En 1982, Pape Seck est nommé directeur de l’Orchestre National du Sénégal initié par le gouvernement du président Abdou Diouf (actuel président de la Francophonie). Avec cette formation où officient des artistes ayant appris le solfège à la section musique de l’Ecole des Arts de Dakar ou au Conservatoire de Dakar, comme Moustapha Fall (trombone), William Badji (violon) ou encore Vieux Sidy Koïta (balafon), il s’oriente vers la musique tradi-moderne (mbalax), le jazz-fusion et les variétés internationales (soul, funk, pop).

Africando

En 1992, Ibrahima Sylla décide de réaliser trois albums avec trois ténors de la musique afro-cubaine made in Sénégal : Médoune Diallo (ex Orchestra Baobab), Nicolas Menheim (ex Youssou Ndour et le Super Etoile) et bien sûr Pape Seck, tous trois d’ethnies différentes.

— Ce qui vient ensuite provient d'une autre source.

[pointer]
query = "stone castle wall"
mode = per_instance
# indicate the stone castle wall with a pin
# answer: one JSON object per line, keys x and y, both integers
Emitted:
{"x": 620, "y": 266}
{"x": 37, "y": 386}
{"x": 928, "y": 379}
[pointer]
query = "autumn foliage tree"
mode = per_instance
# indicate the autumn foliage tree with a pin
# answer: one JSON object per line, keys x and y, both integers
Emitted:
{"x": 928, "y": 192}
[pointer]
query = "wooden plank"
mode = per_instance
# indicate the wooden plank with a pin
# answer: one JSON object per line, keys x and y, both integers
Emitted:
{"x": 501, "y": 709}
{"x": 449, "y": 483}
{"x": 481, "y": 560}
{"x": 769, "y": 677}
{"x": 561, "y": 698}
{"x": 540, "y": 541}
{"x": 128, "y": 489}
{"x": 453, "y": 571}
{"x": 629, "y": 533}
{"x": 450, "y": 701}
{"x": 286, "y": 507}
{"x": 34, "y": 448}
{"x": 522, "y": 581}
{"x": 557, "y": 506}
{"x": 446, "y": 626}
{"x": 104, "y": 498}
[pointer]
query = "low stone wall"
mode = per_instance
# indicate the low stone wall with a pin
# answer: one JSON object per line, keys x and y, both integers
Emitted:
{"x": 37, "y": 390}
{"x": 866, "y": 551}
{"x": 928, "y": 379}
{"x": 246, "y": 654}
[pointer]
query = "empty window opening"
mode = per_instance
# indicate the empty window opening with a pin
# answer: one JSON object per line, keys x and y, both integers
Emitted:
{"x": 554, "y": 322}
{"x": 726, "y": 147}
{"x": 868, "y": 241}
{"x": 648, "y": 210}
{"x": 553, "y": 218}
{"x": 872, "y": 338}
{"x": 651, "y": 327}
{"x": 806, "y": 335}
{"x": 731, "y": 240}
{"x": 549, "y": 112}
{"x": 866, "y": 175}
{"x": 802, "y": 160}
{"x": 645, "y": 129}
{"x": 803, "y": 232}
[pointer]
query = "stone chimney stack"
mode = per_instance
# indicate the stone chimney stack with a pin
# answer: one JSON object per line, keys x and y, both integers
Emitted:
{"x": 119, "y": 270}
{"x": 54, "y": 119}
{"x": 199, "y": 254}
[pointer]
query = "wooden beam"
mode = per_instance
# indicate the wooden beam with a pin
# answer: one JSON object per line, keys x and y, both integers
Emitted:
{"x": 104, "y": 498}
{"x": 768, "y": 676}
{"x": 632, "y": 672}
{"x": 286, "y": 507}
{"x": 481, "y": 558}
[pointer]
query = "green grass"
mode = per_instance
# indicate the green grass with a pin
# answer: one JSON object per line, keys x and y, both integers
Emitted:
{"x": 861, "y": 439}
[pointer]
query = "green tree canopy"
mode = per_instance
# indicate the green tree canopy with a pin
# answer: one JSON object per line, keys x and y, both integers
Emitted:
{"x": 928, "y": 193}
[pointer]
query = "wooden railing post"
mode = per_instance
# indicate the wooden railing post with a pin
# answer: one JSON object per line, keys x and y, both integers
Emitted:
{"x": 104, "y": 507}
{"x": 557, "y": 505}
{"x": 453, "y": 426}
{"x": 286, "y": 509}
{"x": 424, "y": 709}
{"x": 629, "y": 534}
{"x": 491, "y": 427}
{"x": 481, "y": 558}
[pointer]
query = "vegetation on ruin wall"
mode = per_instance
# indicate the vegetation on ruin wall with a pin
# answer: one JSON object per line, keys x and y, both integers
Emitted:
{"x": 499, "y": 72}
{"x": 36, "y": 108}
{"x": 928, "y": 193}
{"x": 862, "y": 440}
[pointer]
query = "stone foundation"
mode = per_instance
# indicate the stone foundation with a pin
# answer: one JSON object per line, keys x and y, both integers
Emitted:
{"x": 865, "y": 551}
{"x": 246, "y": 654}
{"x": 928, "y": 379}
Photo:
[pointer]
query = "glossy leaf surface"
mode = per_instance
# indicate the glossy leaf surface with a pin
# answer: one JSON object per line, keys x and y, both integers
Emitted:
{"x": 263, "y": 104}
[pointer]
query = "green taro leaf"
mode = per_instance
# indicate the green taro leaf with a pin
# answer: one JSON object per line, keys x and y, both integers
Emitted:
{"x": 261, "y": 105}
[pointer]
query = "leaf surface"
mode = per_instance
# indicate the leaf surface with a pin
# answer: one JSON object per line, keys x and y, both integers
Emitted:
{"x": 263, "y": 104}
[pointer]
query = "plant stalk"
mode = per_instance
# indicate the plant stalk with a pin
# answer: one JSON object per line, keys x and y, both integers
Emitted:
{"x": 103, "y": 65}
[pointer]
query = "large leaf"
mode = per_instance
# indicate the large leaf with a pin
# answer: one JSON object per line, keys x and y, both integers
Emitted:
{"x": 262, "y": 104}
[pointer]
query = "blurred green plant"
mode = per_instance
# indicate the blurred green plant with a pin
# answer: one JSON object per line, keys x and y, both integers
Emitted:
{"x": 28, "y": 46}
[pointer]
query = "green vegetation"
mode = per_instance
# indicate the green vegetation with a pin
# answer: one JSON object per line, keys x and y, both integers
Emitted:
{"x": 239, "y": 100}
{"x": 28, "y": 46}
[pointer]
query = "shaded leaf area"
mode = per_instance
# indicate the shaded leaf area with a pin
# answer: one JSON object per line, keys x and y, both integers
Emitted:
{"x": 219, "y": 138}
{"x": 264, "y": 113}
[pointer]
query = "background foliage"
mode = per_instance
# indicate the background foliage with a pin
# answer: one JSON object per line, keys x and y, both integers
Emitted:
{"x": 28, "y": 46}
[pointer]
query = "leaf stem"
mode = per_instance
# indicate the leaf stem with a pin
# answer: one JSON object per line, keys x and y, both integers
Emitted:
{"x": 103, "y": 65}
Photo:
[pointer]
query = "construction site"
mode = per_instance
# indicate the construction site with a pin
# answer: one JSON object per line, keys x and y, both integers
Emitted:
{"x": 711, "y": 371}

A la fin des enregistrements à New York, il eut l’idée de réunir certains de leurs titres en un seul album plutôt que de les produire séparément. Reste à trouver le nom du groupe. Ce sera Africando après accords des différentes parties. C’est donc avec l’empreinte de ce trio vocal sénégalais et du chanteur cubain Ronnie Baro (ex Orchestra Broadway) qu’Africando signe ses deux premiers albums, Trovador (1992), Tierra Tradicional ou Sabador (1994). En plus de leurs propres compositions aux accents wolofs, peuls, sérères ou espagnols, ils y reprennent ou réadaptent des classiques des grands musiciens cubains, mexicains ou portoricains. Leur musique afro-cubaine singularisée par des sections cuivres à la salsa new-yorkaise, une parfaite maîtrise des merengue, pachanga, cha cha cha, mambo ou guaganco et des diversités linguistiques et tonales s’impose bien vite dans les médias africains et occidentaux ainsi que dans les discothèques. Africando tournera dans plusieurs fois dans les six continents.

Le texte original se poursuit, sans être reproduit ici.